One morning he rises to the surface from sleep a little early, around six-thirty, and realises his wife is flopping from side to side like a fish gasping for oxygen. 'You all right?' He sits up, full of alarm, switches on the bedside light. No she's not, she's not all right at all. She's saucer-eyed awake and frantic.

'I've been lying here for hours,' she screams. 'I can't do anything, I can't go anywhere, I can't read, I can't talk. What can you do when you're in bed? I'm going mad.' She is, she really is. She's raving. Wild with fear or fury, it's hard to tell which. He tries to calm her down.

It takes ten minutes to pacify her sufficiently for them to get up, get dressed and have an early breakfast. This really won't do, the herbal potion is getting them nowhere. They take action, make an appointment to see the doctor again that same morning. One of those magic medicines is keeping her awake most of the night and it's making her ill, even if it's keeping her alive as well.

They make a list of her medication along with their best guess at what everything's for. Starting with the cute little syringes with which he injects her every day. No doubts about the function of this one: it's an anticoagulant to prevent blood clots and strokes. Gold star there.

Aiding this clearly indispensable function is a mild aspirin that she takes once a day. Then there's a pill to reduce her blood pressure and another to calm her over-rapid pulse. It's all about blood, one way or another. The one in a green box is a statin to prevent her veins and arteries from silting up with fatty deposits.

They've covered five medicaments already and they all seem pretty logical. The next is more puzzling. This one is a little plastic pot containing capsules made to special order in Tenerife. The accompanying leaflet is unusually evasive about what it's for. It does have, the text claims, anti-inflammatory and immuno-suppressive actions. Could that be to limit the damage caused by her stroke? It can be used for many diseases, the leaflet continues, where your doctor considers it appropriate. Mmm. They get the impression that even the leaflet isn't quite sure what this stuff is about.

It can also enhance, they read finally, the patient's general sense of wellbeing and desire to eat. Ahah! There it is. This has to be the one. They've cracked it.

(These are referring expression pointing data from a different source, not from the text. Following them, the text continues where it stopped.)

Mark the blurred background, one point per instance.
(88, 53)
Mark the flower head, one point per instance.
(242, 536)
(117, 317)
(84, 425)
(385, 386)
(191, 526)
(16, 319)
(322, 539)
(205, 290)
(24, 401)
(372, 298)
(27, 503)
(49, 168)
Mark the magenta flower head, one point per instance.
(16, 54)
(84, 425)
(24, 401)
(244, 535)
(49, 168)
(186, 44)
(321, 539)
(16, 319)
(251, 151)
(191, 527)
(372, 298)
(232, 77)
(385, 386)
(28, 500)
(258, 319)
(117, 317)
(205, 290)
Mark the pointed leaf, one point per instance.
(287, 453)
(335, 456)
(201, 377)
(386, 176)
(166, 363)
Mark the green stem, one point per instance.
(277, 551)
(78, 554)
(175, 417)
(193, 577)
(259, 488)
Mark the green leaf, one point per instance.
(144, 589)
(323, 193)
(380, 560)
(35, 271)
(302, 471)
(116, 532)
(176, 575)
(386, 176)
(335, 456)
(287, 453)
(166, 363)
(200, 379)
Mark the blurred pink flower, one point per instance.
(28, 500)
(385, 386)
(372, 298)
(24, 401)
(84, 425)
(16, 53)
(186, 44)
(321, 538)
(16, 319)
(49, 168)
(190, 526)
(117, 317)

Fundamentally it's a pick-me-up, a tonic. And judging from their experience, one that would get a nest of zombies up and dancing. She's been walking around on a drug-induced high.

Doctor agrees. Give it up, it's done its job, she doesn't need it any more. When they get home he transfers the little plastic pot of encapsulated happy powder to the back of the cupboard, pending the results of doing without it. That night she sleeps like a cherub the whole night through. And the next.

Another milestone successfully passed. The only downside is that she's back to picking at her meals again, he's lost his all-consuming octopus to devour his cooking. Now he knows how his Mum felt when he announced he was going vegetarian.